Покатаев радовался за друга, но чувствовал и странную досаду. Несчастный, опозоренный Кузнецов, рыщущий по злачным местам, был ему как-то милее, чем обычный, победительный. Странно, что в своих заношенных рубашках, с нечесаной башкой Кузнецов всем нравился больше, чем красивый, стильно одетый, улыбчивый, крепко и дорого надушенный Покатаев. Более того, многие из любивших Кузю друга его просто терпели. Как неизбежное зло.

Вот и сегодня, когда так весело и добродушно рассказывалось про “Первомай в Горшках”, он поймал на себе неприязненный взгляд долговязого тщедушного студента. Конечно, и этот боготворит Кузю. Узнать бы только – за что?

12. Под музыку Вивальди

“А злой субъект”, – подумал о Покатаеве не Валерик, а банкир Семенов, который, слушая его рассказ, постепенно углублялся в лабиринты “прiемной”. Так он добрался до дальнего угла, где громоздились совсем уж обломки: какие-то разрозненные кроватные спинки и диванные ножки. Сюда спускалась внутренняя лестница и выходили целых три двери. Покатаевский голос невнятно бубнил в стороне, невнятно же шелестел дождь, из немытого окошка несло прохладой.

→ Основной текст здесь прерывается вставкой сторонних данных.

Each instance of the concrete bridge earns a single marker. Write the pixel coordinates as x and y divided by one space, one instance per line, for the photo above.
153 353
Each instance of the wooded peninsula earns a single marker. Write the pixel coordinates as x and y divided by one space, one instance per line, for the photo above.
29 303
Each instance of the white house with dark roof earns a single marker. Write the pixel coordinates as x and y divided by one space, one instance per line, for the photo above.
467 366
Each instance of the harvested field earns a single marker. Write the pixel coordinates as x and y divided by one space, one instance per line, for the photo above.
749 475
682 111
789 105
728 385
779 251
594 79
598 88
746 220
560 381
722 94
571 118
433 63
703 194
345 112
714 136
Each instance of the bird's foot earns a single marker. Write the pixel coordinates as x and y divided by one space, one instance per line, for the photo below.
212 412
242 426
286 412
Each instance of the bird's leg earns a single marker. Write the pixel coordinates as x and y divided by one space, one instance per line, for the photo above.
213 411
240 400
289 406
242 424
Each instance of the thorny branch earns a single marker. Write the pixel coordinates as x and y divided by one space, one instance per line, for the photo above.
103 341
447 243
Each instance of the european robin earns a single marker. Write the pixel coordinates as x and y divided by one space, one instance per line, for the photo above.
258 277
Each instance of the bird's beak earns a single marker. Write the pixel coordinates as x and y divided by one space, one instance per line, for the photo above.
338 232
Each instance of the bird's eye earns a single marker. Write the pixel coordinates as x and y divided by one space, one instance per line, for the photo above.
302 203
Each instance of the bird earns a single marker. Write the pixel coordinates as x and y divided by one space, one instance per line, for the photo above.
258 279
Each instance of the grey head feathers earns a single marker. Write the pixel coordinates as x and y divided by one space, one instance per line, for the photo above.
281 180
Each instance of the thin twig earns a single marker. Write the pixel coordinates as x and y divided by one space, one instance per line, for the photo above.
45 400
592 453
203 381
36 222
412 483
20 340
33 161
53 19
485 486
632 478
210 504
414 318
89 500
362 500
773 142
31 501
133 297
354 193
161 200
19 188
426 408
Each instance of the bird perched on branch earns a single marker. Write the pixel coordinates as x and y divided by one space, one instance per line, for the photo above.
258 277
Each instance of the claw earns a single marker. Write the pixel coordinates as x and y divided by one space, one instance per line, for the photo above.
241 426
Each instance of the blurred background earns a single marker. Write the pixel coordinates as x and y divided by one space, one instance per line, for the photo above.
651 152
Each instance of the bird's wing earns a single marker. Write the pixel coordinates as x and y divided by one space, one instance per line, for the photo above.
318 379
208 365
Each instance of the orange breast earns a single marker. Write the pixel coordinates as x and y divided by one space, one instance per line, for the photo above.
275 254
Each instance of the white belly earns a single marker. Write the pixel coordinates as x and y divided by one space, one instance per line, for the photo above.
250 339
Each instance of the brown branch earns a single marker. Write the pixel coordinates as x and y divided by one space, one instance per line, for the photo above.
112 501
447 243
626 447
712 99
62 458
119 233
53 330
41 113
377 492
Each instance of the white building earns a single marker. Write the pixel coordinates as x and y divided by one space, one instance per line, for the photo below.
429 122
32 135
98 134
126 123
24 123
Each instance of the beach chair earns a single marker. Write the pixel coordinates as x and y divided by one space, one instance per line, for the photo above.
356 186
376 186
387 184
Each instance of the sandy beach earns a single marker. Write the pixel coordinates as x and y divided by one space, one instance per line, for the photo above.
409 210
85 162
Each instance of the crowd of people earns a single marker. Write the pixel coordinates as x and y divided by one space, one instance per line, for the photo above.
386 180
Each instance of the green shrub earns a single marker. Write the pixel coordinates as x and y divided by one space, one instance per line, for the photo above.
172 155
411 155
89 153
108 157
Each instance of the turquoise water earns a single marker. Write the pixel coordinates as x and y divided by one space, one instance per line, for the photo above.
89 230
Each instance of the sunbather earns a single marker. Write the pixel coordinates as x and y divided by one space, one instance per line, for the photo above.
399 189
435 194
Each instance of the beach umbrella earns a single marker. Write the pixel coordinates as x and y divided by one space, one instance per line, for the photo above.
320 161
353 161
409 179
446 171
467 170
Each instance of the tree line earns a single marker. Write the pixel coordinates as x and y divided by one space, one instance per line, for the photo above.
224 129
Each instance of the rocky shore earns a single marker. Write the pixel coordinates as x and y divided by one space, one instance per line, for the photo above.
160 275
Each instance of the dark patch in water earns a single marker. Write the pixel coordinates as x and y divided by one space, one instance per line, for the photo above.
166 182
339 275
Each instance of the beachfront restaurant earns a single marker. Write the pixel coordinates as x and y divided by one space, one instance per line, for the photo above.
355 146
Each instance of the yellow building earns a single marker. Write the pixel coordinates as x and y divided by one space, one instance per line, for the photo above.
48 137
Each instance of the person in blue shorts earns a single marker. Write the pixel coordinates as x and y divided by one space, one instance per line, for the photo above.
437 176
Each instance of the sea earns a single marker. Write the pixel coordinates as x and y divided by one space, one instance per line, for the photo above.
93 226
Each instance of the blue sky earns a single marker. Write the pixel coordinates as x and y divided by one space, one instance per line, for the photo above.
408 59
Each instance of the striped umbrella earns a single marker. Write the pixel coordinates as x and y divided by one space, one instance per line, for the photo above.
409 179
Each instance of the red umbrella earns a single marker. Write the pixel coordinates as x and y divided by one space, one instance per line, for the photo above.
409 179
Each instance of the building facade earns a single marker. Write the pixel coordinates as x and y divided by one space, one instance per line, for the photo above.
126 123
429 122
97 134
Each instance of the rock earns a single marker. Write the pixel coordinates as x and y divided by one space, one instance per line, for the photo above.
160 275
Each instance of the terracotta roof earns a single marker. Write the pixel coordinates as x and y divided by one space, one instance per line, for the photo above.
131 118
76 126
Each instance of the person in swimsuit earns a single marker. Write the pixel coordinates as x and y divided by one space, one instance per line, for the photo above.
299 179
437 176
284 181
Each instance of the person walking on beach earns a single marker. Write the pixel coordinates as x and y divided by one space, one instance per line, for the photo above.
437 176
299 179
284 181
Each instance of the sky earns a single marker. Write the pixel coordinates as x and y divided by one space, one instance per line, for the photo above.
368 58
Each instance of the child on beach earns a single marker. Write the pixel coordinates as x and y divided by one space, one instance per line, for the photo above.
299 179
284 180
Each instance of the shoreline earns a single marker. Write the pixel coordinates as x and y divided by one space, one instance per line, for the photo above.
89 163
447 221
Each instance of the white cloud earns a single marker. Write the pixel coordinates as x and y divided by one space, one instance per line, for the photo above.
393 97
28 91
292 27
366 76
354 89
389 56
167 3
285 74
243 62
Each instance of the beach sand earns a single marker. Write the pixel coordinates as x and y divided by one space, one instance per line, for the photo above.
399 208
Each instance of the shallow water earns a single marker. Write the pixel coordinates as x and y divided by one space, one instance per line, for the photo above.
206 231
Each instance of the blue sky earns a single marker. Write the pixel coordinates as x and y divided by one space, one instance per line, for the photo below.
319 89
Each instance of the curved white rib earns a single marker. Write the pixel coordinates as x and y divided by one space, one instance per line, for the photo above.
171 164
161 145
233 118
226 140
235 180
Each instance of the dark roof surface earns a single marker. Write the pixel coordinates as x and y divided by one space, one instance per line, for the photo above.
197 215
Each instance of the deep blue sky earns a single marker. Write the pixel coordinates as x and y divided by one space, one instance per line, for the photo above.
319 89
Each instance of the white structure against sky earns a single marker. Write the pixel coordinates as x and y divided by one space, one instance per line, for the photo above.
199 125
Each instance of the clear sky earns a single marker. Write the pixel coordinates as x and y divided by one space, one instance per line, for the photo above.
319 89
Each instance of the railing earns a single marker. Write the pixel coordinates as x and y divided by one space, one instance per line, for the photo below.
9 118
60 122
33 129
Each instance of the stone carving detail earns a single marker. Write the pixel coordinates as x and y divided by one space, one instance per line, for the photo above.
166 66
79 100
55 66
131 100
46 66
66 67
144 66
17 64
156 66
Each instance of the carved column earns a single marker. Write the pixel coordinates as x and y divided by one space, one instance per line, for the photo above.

Семенов поднял голову и прислушался. Наверху, в мастерской, тоже говорили и, кажется, далеко не мирно. Семенов узнал голос Инны, он знал, что она там, что Кузнецов ее пишет, и перед глазами сразу встало бесстыдное и спокойное тело на белом атласе. Семенов еще не понимал, что сам он неотступно ходит за ней целый день в надежде увидеть это тело снова. Там, наверху, похоже, ссорились, но он даже не соображал, что подслушивает, просто стоял, как во сне.

Вдруг входная дверь распахнулась так, что ручка стукнула в стену, и жалобно звякнули висевшие рядом старинные аптечки. По лестнице мчалась нагая Инна. Босые пятки часто и глухо стучали по ступенькам. Глаза банкира Семенова изумленно уставились на нее из-за дымчатых стекол очков. Мечта как бы сбылась, но видеть Инну вот так – голой, скачущей по лестнице – было уж слишком. Он испуганно таращился на взмахи рук, беспорядочно прыгающую грудь, темные волосы на лобке. Все это неслось прямо на него, приближалось, и у него вдруг закружилась голова, как перед обмороком. Инна почти сбила его с ног, оттолкнула (он даже зажмурился) и, пинком распахнув одну из дверей, выскочила прямо под дождь. Семенов, ощущавший себя странно, как бы завернутым в вату, тем не менее с большим проворством высунулся в дверь следом за Инной и получил по лбу крупной дождевой каплей. Однако он успел увидеть на небывало яркой, фосфорической зелени (молния блеснула, что ли?) узкую спину и длинный белый зад, тоже мокрый, в дьявольских зеленых бликах. Длилось это одно мгновенье. Инна по траве перебежала на наружную лестницу, взлетела по ней и скрылась где-то наверху, хлопнув еще несколькими дверями. Тут до Семенова вдруг дошло, что это где-то решилась его судьба, и все старое, что было до этого сумасшедшего мгновения, распалось в клочья. Он даже фамилию свою забыл и только в одном был уверен – теперь он знает, что значит заболеть.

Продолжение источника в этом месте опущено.